Kenneth L. Hardin: Reluctantly, I’m back online and I haven’t changed
Published 12:00 am Sunday, March 13, 2022
For three years after leaving office in 2017, I left the social media merry-go-round and successfully purged all the evil out of my system. Now, I feel like I’m stuck in the scene of the third and worst installment of the Godfather movies where Al Pacino’s character said, “Just when I thought I was out, they pulled me back in.” It’s been a never-ending Broke Back Mountain movie scene since then as I admit to my keyboard, “I can’t quit you.” It started with me writing editorials for newspapers further down south and sharing them with a few friends via email. As people enjoyed them more and more each week, and posted them on their own social media pages, I was inundated with requests to return to social media to share them wider. So, I ripped the band-aid off, deactivated the alarm system protecting my sanity and slowly waded back into the deep murky waters of the internet.
It hasn’t been smooth or peaceful at times because I’m passionate in thought, unapologetic in opinion, unrestrained when my integrity is questioned and callously insensitive to those who engage me in disrespectful dissenting discourse. I don’t always enjoy engaging in written sparring, especially when I’m challenged by an obviously lesser intellectually armed and poorly prepared rival. I have the mindset of an assassin when it comes to defending my position in written response and I take no prisoners. To me, it’s the equivalent of using a sledgehammer to kill a pesky cockroach. When I do indite, I try to pull up, but my problem is I don’t know how to walk away from an issue I’m disrespectfully challenged on.
I get quite a bit of correspondence related to things I’ve said or written. I recognize that’s part of the territory and I welcome it. A writer should never explain or apologize for anything they put out into the universe, and I don’t. The goal is to elicit an emotional thought and boy do people come at me with heightened emotions. Some of the responses I’ve received have been laced with vitriolic messages of hate that contain threats simply because I had the courage to share my opinion. I love dissenting discourse as long as it doesn’t cross over into personal attacks or disparaging remarks based on irrelevant physical characteristics like skin hue. Sadly, that happens a lot. What I’ve found is when people fail to defend their argument with intelligent counter points, they resort to the basest level of attack conversation. Fortunately, my value, ego and self-worth are not tied to someone’s opinion of me, so their words bounce off like I have a protective energy shield around me.
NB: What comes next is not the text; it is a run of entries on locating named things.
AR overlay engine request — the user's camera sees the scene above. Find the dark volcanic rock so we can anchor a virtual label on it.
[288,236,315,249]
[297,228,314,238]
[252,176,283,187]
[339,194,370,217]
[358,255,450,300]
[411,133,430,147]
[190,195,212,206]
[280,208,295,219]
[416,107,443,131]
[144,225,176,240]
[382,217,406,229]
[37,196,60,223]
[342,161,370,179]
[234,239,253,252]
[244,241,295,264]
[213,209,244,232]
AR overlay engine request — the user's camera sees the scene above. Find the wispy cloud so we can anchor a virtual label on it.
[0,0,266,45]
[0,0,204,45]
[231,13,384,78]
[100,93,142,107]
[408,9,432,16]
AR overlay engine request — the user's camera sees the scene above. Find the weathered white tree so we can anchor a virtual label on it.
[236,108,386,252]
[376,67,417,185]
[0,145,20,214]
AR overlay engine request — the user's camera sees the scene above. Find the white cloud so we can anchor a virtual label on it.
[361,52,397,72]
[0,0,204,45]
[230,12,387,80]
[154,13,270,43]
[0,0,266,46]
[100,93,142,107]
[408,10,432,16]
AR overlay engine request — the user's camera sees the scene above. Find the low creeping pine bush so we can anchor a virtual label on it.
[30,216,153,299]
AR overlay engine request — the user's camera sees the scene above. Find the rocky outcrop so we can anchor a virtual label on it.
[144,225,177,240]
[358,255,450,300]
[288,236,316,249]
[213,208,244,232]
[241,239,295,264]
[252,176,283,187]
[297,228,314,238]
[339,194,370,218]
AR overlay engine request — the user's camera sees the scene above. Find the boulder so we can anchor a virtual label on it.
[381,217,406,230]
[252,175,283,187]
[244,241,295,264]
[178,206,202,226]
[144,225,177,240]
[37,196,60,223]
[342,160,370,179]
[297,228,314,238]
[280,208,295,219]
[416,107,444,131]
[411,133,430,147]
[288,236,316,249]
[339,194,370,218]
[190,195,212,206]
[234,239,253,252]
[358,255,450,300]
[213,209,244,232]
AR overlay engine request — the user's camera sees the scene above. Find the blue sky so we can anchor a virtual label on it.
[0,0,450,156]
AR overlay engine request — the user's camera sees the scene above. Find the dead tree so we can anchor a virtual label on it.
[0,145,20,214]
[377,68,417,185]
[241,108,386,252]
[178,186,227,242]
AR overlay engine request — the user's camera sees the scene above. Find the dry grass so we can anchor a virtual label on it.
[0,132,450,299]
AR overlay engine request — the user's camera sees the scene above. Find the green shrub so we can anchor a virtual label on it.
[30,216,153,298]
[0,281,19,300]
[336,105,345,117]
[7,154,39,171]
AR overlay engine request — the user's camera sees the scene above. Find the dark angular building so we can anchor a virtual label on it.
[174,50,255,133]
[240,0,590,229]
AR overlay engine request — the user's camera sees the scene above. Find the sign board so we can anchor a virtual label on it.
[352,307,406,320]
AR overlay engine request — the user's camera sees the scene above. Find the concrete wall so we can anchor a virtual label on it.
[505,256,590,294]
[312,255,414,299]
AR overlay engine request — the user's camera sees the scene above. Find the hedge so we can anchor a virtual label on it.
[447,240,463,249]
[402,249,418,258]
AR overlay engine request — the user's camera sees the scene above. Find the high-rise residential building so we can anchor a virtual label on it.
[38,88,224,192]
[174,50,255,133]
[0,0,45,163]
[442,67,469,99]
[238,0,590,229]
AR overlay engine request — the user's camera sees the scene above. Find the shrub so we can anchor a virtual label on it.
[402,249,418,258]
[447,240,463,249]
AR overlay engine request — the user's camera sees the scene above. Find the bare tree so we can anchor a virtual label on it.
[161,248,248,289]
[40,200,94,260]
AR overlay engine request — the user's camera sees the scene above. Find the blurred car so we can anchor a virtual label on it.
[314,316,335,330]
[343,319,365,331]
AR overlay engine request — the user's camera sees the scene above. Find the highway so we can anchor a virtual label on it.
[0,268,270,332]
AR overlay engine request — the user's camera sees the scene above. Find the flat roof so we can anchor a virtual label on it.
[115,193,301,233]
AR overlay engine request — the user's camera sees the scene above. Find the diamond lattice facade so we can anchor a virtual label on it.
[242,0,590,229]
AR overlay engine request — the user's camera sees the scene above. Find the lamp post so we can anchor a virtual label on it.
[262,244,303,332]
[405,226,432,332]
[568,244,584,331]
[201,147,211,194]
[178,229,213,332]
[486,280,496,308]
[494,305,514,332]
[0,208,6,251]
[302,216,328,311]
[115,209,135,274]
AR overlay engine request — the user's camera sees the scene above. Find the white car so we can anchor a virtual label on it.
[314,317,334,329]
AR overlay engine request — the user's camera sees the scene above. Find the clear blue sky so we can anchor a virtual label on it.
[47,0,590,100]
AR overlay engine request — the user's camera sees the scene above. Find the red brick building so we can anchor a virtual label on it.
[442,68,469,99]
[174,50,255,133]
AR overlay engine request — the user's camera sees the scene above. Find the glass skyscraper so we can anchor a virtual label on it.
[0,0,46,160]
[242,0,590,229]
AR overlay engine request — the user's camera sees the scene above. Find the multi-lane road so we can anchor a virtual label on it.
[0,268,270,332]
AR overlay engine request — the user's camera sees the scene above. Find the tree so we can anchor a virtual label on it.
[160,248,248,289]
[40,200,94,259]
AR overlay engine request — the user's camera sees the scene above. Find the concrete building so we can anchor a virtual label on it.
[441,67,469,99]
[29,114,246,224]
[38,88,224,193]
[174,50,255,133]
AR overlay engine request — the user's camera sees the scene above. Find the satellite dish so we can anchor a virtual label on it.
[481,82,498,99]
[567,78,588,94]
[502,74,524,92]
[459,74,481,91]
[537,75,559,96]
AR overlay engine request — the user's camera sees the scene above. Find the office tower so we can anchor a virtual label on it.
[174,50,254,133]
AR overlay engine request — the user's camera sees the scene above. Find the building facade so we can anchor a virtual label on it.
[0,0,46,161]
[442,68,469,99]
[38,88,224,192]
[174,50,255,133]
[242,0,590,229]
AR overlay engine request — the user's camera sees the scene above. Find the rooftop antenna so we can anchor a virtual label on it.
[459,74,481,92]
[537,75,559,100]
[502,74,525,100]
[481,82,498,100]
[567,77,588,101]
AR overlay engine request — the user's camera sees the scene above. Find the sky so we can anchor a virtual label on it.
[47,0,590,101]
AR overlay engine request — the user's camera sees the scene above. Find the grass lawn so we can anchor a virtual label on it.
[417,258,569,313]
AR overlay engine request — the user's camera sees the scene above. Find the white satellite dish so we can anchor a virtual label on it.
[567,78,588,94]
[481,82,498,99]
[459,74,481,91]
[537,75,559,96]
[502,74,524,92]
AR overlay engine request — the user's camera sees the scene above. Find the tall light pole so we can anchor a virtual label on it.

People that don’t understand your creative thought process, and those suffering from cognitive insecurities and inabilities will attempt to place their failings on you. I don’t view it as elitist or arrogant to view someone with a lesser degree of acknowledgment, especially when I can see a demeaning issue with clarity, and address it courageously, but those of weaker intellect and a missing backbone try to persuade you to avoid it. Why must I be expected to travel the path that leads to a higher road paved with docility, compromise, and an imbalance simply to protect the feelings of someone who is either unwilling, unaware or afraid to speak up? People tell me not to burn a bridge because I may have to cross it later. Naw, if that bridge is built on my subjugation or the crossing toll is for me to appear inferior, I will pour gasoline on it, strike a match, and sit down to eat s’mores using the flames as it burns to the ground. If I need to cross it ever again, I’ll risk drowning by swimming under the wreckage from the fire before I allow myself to be disrespected. I refuse to live a life of unequal compromise. I refuse to traverse this course of life bent at the knee offering hollow and shallow responses to the indignities callously perpetrated by a few privileged who see me as inferior. No, I will provide clarity and a lens that shows I will not be seen as subservient in thought or action. I will cause trouble and won’t care to soften it by calling it good trouble. My trouble may be painful for others, but it will be a redemption of the spirit that laid dormant in me for far too long.
I’m back online and I’m keeping my foot on the gas. If my words, that never originate from a place of malicious intent, causes you emotional upheaval, then self-reflection in your life is necessary.
Kenneth L. (Kenny) Hardin is a former City Councilmember and is a member of the National Association of Black Journalists.